Why did it take two years? Last night in New York, Anthony Vaccarello showed his first full men’s collection at Saint Laurent since he took over as creative director in 2016. Vaccarello’s vision for menswear turns out to be pretty similar to that of his predecessor, Hedi Slimane: tuxedo jackets, flimsy shirts, skinny jeans, Cuban heels. He could have shown this back when he first started. Maybe a pause was needed for this signature to be seen not as Slimane, but as Saint Laurent.

The show was the opener to the spring/summer 19 menswear shows, and the latest example of extreme muscle flexing from conglomerate brands. Last week, Louis Vuitton paid for its guests to travel to Saint-Paul de Vence for its cruise collection, while Gucci flew its audience to Arles. Saint Laurent took editors to New York just for this show (Saint Laurent paid for my travel and accommodation with the understanding there was no editorial control). The billion-euro label is one of Kering’s most profitable, posting a 25.3 per cent rise in revenues in 2017.

“I didn’t want to invent things,” said Vaccarello after the show. We were in a room under the catwalk, a scaffold construction on Liberty State Park in New Jersey. Scenery for the outdoors show had been the Manhattan skyline at night, from One World Trade Center up past the Empire State Building. There was precedence in the grandeur: last September, Vaccarello staged a women’s show in Paris with the Eiffel Tower as backdrop.

Opening look was a black tux with a leather panel over the shoulders. Beneath was a black collarless shirt with gold folkloric trim. Jeans were black and belted. The tone of the show was set.
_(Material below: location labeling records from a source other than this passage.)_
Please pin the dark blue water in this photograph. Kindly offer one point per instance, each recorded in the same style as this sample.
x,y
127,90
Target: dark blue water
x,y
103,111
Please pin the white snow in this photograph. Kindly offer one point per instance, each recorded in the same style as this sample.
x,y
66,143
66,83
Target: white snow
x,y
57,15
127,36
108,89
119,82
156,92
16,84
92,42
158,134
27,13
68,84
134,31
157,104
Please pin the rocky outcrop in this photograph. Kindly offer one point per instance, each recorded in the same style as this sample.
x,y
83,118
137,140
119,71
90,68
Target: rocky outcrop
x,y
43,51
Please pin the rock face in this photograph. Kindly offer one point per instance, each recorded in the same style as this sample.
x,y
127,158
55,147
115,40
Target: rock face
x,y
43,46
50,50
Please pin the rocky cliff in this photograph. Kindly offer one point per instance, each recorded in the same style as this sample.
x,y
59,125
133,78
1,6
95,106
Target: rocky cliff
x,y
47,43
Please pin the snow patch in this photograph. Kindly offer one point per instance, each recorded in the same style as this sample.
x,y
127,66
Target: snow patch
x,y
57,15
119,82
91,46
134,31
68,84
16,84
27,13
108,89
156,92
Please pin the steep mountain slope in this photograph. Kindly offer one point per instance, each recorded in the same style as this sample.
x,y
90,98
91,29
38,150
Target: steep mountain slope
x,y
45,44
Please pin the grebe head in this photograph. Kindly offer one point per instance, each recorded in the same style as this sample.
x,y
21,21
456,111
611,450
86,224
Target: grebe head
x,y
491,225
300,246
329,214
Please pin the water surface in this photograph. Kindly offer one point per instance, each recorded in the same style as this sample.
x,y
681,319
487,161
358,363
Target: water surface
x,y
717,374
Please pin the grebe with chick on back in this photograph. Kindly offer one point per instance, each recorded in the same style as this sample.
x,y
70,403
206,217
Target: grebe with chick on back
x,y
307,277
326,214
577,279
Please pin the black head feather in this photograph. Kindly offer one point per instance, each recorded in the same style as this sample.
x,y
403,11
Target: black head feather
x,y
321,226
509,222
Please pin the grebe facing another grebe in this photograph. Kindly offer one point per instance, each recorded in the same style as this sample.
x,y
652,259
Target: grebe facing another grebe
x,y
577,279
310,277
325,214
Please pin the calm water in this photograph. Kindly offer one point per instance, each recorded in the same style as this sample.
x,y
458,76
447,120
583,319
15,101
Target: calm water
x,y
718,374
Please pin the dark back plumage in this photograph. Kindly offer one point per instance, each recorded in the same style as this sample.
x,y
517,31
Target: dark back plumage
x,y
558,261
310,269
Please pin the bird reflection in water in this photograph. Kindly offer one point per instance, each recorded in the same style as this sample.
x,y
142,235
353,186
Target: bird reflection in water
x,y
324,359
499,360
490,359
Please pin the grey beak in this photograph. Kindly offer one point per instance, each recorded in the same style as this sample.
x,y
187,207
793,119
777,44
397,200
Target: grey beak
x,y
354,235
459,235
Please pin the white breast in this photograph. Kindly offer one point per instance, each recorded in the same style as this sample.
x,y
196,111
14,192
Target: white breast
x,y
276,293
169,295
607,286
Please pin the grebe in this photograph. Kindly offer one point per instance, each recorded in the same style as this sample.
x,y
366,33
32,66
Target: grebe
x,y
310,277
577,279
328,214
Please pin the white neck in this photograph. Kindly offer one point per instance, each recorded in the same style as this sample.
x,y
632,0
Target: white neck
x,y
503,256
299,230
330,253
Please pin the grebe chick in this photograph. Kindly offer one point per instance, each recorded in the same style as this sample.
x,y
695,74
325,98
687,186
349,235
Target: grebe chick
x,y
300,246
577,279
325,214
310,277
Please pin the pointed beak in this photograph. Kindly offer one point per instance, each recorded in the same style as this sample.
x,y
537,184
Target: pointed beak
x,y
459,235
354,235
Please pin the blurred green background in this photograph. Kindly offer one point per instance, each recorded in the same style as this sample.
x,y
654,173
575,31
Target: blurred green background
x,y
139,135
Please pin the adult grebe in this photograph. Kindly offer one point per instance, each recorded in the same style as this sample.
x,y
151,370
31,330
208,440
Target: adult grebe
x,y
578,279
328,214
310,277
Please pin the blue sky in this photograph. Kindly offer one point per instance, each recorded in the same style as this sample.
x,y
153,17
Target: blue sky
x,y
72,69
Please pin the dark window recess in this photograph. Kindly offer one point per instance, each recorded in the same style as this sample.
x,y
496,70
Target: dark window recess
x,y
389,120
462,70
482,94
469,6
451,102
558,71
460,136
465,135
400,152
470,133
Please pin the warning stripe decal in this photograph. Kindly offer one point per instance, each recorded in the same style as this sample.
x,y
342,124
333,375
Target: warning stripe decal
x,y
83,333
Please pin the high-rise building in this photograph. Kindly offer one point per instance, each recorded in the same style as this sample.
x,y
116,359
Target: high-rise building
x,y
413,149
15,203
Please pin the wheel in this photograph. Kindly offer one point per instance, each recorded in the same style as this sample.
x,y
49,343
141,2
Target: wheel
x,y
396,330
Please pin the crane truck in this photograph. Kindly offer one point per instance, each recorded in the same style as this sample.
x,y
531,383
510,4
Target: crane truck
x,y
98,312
A slim black coat took a neat tailored line. Leather blazers looked sharp. Some pants had a slight flare. Most garments looked like those that could already be found in a Saint Laurent store.

Crucial fact: Yves Saint Laurent himself barely designed any menswear. Unlike in women’s, there is no great catwalk archive on which to rely. “That’s why when I am doing Saint Laurent menswear, I’m imagining Saint Laurent himself,” said Vaccarello. “He was wearing high waisted trousers, pointy shoes, without being too literal, we are not in the 70s any more. I like to be surrounded by all that imagery of Saint Laurent without starting from scratch each season.”

It shows how successful Slimane had been in founding a 21st century idea of Saint Laurent, that this is now the understood vision of how Saint Laurent himself would dress today. Vaccarello staged a good Saint Laurent show. Now it would be great to really knuckle down on the individual pieces that will leap off the rail, whether for their wearability or their outlandishness, maybe even both.

There were 10 female models in the line-up, also dressed in variations of the jacket/flimsy top/black jeans uniform. Somehow they seemed more natural, as if they’d actually chosen to wear the clothes themselves. This is the challenge for Vaccarello: not just menswear, but what men might want to wear.